La relazione tra Valentina e Vincenzo, un legame che durava da circa un decennio e che solo lo scorso maggio era stato suggellato dal matrimonio, si era trasformata nell’inferno che ha portato al femminicidio. Le indagini, coordinate dalla Procura di Bergamo con il magistrato Antonio Mele, si stanno concentrando sul movente, che gli investigatori ipotizzano essere di natura passionale. Secondo quanto riportato da fonti vicine all’inchiesta, e in particolare da un servizio del Tg3 ripreso da Rainews, la scintilla che avrebbe innescato la furia omicida di Dongellini potrebbe essere stata la scoperta di una relazione che la moglie intratteneva da un paio di mesi con un altro uomo. Un tradimento che, agli occhi del cinquantenne, avrebbe rappresentato una ferita inaccettabile, alimentando probabilmente un sentimento di gelosia e possesso tale da offuscare ogni raziocinio. Tuttavia, gli inquirenti procedono con la massima cautela, raccogliendo testimonianze e analizzando i telefoni cellulari e i dispositivi elettronici della coppia per ricostruire l’esatta dinamica degli eventi e le comunicazioni intercorse nelle ore precedenti il delitto.

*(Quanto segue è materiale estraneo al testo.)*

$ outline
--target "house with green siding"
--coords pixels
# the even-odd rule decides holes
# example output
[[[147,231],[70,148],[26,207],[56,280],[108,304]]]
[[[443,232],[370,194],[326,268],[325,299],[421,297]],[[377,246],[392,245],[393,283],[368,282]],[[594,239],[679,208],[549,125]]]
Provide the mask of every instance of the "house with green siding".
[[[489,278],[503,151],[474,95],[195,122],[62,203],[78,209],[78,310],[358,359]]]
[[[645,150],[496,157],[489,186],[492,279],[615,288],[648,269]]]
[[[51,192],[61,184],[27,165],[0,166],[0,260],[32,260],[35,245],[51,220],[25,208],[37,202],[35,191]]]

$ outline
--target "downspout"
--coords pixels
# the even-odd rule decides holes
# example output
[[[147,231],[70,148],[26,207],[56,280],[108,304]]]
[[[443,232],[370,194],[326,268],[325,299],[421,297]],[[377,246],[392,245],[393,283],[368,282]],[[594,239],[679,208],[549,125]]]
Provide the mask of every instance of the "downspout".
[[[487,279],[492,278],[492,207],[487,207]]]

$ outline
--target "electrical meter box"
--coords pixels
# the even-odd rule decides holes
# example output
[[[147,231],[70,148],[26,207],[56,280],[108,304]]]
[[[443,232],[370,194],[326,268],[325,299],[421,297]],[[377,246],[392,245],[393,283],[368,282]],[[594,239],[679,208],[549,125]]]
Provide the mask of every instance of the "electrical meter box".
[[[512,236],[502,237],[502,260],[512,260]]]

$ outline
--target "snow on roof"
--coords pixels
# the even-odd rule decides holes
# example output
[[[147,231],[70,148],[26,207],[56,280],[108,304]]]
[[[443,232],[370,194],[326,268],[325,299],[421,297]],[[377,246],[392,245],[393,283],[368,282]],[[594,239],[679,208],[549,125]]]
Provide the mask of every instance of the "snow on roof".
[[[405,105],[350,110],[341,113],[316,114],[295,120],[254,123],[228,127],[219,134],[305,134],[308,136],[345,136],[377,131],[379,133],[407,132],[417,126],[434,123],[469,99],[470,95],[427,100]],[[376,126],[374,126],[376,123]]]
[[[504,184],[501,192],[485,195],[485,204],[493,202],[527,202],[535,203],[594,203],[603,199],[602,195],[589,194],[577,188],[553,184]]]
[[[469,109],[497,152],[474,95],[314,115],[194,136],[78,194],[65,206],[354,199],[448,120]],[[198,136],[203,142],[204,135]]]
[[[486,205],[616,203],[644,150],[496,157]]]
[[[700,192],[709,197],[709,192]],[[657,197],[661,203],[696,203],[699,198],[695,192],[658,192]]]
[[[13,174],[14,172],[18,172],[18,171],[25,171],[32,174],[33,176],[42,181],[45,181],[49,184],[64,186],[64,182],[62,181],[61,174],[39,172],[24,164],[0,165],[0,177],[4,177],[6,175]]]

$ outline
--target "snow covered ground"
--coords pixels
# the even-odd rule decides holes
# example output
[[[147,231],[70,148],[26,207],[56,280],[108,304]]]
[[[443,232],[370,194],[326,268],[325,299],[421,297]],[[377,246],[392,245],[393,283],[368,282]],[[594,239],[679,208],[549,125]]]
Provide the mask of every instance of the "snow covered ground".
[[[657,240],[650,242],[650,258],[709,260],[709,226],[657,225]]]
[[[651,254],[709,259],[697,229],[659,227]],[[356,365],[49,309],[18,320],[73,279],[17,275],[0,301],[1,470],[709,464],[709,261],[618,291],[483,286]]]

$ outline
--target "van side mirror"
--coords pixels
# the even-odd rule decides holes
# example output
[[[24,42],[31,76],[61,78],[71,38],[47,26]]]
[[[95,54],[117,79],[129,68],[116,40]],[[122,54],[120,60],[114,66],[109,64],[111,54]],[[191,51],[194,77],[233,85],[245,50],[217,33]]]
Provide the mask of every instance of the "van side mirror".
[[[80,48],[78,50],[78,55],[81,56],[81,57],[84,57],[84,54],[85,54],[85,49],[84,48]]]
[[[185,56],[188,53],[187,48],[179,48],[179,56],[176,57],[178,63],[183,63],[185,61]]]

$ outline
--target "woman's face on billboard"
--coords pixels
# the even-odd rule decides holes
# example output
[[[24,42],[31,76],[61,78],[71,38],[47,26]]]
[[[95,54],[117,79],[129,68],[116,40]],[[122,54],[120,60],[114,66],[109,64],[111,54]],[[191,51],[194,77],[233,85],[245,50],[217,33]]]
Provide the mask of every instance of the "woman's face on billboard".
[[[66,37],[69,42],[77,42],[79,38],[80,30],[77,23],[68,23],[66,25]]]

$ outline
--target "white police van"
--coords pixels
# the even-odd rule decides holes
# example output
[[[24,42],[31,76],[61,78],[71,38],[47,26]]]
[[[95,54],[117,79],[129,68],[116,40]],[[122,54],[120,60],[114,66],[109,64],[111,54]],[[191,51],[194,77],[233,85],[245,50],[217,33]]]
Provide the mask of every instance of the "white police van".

Dai primi accertamenti, e come spesso accade in questi casi, non emerge un quadro di violenza pregressa che potesse far presagire un epilogo così drammatico. Non risultano, al momento, denunce presentate da Valentina Sarto alle forze dell’ordine né richieste di aiuto a centri antiviolenza, sebbene alcuni vicini di casa abbiano riferito agli investigatori di aver udito, nei giorni scorsi, l’eco di liti e discussioni sempre più frequenti provenire dall’appartamento della coppia. Un dettaglio, questo, che suggerisce come la crisi fosse in atto da tempo e che i rapporti si fossero fatti via via più tesi, fino alla tragica esplosione di violenza di ieri. La vittima, Valentina, era molto conosciuta nella zona per il suo lavoro: era impiegata al Baretto, un locale situato proprio davanti allo stadio, dove la sua presenza allegra e solare era apprezzata dai clienti abituali. Un’esistenza normale, la sua, fatta di relazioni e di un impiego che la teneva a contatto con la gente, spezzata brutalmente dalle mani di chi, almeno sulla carta, avrebbe dovuto proteggerla. L’uomo, ora in stato di fermo, dovrà rispondere dell’accusa di omicidio volontario aggravato dal vincolo di parentela, mentre la Procura attende l’esito degli accertamenti autoptici per stabilire con precisione il numero e la dinamica dei colpi inferti.